# St Barts Forums > Forum Pour Les Francophones >  >  En Parlant des Pigeons . . .

## cassidain

Quelles sont les désignations peu flatteuses, voire péjoratives, données aux Américains par les Français ?

----------


## stbartshopper

Translated using my pigeon French-

'What are not very gratifying designations, or even pejoratives, given to the Americans by the French?'

I would guess you might be able to answer this better than us Americans?

----------


## cassidain

le forum pour les francophones est muet sur ce sujet . . .

----------


## Islander

Les Amerlocs

----------


## pascaleschmidt

Amerlocs comme dit Islander. En general les noms sont pas pour decrire seulement les Americains. Les francais sont connus pour aimer se moquer de beaucoup de gens...

----------


## elgreaux

oui ils appellent les anglais les "rosbifs"...

----------


## Islander

Oui les rosbifs car lorsque les Anglais vont au soleil, leur peau blanche de londoniens rougit comme le rosbif...

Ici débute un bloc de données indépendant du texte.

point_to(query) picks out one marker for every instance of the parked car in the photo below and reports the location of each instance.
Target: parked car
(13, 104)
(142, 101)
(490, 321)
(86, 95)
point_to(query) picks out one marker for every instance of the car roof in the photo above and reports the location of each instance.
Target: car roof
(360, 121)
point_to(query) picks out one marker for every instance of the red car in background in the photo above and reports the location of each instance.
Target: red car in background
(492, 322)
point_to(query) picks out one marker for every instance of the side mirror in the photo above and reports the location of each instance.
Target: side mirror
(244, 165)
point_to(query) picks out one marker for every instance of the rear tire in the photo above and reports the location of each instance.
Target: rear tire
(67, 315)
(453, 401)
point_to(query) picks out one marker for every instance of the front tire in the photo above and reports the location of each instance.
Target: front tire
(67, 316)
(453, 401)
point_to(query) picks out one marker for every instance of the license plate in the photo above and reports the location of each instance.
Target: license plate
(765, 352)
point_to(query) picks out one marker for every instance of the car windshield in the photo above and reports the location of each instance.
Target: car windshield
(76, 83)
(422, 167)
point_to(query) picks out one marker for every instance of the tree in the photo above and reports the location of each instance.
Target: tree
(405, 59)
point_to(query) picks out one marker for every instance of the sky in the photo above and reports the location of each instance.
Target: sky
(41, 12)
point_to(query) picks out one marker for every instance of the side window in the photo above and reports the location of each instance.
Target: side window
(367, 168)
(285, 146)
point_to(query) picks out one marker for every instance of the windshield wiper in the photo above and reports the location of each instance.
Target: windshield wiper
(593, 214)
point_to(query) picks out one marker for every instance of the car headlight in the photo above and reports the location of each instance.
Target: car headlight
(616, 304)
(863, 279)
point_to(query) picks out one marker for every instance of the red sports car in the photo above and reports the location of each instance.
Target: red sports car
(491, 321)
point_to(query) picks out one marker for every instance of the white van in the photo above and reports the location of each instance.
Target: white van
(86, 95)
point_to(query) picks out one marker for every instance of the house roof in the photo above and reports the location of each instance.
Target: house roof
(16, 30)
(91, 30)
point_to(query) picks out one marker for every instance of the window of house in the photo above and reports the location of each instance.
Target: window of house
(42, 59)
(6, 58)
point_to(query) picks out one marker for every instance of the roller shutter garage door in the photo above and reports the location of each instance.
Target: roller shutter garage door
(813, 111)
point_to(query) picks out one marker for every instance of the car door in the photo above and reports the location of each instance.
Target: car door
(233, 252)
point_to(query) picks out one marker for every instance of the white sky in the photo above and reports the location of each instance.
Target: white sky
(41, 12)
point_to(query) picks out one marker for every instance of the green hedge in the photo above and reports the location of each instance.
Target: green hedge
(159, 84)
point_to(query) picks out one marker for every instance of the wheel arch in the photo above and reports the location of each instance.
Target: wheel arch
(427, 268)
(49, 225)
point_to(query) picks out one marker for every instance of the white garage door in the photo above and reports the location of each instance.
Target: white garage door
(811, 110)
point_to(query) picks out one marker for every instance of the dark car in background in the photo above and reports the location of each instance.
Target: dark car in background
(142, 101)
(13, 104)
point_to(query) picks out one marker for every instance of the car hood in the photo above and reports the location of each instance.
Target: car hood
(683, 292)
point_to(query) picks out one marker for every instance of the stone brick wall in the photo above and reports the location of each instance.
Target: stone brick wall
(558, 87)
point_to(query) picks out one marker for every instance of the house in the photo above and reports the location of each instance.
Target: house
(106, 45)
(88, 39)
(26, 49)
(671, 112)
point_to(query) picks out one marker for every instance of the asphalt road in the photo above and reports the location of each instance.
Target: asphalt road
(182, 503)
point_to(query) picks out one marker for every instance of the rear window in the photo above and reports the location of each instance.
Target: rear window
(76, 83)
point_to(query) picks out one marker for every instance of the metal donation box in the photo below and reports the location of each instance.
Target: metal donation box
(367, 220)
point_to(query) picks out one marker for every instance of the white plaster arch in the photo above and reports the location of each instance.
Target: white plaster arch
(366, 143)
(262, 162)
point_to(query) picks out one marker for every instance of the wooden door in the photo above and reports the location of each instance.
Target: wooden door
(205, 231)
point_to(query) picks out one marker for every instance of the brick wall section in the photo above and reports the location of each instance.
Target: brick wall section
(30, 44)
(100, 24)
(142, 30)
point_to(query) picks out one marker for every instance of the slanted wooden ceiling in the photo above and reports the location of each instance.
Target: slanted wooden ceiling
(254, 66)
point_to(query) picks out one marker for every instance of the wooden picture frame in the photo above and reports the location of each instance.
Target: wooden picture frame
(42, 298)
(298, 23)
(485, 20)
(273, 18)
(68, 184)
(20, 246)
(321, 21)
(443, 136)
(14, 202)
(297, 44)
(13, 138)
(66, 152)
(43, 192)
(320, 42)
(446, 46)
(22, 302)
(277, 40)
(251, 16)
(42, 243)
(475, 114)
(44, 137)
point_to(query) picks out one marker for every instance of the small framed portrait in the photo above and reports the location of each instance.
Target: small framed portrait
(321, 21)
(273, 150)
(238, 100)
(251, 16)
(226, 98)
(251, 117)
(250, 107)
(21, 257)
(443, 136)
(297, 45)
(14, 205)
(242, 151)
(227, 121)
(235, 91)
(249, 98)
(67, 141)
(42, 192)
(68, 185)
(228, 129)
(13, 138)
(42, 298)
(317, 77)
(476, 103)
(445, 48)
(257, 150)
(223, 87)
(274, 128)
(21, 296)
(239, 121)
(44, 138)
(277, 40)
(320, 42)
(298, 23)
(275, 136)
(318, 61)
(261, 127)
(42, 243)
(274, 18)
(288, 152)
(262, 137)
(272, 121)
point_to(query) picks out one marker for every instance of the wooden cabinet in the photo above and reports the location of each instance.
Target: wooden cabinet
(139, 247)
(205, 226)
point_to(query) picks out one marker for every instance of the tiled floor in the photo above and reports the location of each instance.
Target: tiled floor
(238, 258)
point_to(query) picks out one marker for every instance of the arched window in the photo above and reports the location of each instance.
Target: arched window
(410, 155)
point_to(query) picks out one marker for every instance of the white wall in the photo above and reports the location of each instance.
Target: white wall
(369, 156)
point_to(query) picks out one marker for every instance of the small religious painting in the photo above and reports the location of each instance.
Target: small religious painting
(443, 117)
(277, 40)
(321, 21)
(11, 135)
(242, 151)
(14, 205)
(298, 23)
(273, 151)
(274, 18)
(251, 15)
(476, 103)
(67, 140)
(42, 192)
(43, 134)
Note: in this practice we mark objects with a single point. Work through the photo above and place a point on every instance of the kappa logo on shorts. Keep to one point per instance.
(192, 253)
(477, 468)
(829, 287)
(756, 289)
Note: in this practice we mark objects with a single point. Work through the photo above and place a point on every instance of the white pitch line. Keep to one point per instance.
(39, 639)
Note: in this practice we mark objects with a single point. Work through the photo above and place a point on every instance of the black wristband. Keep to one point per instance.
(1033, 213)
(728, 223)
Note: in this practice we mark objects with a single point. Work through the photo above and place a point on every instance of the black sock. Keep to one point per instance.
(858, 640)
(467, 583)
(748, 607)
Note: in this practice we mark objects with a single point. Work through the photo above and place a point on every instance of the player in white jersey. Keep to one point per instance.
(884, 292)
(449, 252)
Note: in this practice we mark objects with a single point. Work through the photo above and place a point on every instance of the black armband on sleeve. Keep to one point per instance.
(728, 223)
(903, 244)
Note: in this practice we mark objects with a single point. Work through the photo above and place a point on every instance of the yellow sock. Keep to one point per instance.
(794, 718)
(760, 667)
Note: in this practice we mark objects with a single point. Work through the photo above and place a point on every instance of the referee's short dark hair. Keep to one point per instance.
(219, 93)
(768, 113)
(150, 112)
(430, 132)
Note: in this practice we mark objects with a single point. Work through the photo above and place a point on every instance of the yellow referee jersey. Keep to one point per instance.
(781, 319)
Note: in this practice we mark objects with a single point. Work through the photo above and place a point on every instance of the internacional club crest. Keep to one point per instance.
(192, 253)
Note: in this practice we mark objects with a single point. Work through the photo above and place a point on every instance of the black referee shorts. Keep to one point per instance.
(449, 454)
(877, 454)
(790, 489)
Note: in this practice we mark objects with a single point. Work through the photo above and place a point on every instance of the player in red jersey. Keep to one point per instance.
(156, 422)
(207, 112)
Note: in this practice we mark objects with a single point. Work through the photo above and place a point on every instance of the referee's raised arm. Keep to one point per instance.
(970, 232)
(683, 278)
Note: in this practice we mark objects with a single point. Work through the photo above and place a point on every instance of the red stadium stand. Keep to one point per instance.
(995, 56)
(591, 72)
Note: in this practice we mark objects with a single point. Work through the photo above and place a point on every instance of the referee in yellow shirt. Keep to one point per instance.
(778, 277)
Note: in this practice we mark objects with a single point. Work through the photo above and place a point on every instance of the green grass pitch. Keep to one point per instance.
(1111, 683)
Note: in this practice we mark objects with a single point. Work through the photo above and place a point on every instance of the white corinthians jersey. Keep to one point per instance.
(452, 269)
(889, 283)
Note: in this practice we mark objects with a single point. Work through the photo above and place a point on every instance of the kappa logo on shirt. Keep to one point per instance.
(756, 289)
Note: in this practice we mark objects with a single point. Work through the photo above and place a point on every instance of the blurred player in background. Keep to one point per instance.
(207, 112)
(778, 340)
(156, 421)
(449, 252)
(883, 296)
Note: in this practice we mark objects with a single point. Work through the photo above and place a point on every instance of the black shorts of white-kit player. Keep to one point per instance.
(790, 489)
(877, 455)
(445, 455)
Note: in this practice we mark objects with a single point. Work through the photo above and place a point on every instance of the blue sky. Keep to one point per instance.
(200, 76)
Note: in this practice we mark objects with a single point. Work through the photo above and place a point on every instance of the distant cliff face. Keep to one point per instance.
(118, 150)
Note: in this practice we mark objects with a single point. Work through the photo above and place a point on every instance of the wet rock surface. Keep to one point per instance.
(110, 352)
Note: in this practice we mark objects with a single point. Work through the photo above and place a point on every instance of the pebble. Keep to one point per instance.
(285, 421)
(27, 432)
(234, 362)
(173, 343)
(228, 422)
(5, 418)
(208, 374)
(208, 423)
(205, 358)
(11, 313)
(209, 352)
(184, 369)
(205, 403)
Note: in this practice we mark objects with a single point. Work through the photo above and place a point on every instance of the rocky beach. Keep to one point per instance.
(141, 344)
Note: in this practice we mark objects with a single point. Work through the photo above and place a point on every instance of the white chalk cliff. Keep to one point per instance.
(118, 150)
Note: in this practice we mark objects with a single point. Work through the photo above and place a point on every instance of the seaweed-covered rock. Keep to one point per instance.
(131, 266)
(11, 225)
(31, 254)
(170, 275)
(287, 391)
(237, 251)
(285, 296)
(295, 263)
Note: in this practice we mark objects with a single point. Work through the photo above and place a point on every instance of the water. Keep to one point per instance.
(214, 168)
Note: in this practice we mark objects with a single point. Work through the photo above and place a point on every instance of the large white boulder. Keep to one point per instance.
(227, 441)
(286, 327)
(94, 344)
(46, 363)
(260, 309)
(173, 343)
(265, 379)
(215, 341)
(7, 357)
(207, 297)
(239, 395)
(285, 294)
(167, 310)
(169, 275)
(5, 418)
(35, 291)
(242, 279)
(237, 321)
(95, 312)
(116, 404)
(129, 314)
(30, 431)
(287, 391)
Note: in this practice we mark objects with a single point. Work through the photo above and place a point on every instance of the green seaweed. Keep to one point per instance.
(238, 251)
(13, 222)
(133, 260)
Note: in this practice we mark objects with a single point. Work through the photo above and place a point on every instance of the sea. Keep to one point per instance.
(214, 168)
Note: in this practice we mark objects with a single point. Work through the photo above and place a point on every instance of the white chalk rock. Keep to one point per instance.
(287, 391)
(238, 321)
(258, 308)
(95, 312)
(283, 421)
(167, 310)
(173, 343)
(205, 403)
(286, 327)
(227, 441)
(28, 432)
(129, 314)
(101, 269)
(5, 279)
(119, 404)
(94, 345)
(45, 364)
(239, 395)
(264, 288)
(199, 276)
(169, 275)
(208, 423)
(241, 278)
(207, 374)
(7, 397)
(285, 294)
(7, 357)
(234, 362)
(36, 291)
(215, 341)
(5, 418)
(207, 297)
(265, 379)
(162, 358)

Les Allemands: les Schleuhs ou les Boches 
Les Chinois: les chintok
Les Italiens: les ritals
Les Russes: les russkoffs
Les Arabes: les beurs ou rebeux
Les Juifs: les feujs
...

Mais les Français se moquent également beaucoup d'eux-mêmes !

Métropolitains -> les St Barth: les babath
Les St Barth -> Métropolitains: les corbeaux ou les métros

(Attention: la plupart de ces mots sont insultants...)

----------


## cassidain

Et, qu'en est-il de "ricain" ? C'est plutôt péjoratif ou neutre ?

----------


## elgreaux

plutôt péjoratif 

mais pourquoi tu veux parler des insults comme ca?

----------


## cassidain

Curiosité intellectuelle. C'était notre ami Islander qui a invoqué l'expression _se faire prendre pour un pigeon_ en faisant référence aux Américains. J'entends de temps en temps les noms _amerlo, amerloque, ricains, etc._ Je ne voulais que savoir dans quelle mesure ces désignations sont offensives. Voilà, c'est tout.

----------


## elgreaux

je pense que tous ces mots sont offensifs... le meme pour "redneck" pour les gens du Tennessee....

----------


## cassidain

> je pense que tous ces mots sont offensifs... le meme pour "redneck" pour les gens du Tennessee....



Oui. Je ne suis qu'une nuque rouge et fier d'en être une.  :cool:

----------


## Islander

Se faire prendre pour un pigeon is not insulting, just embarrassing..

----------


## cassidain

A distinction without a difference.

----------


## pascaleschmidt

Tout ca c'a fait partie de la culture.... Surtout que le français se moque des autres et d'eux memes!

----------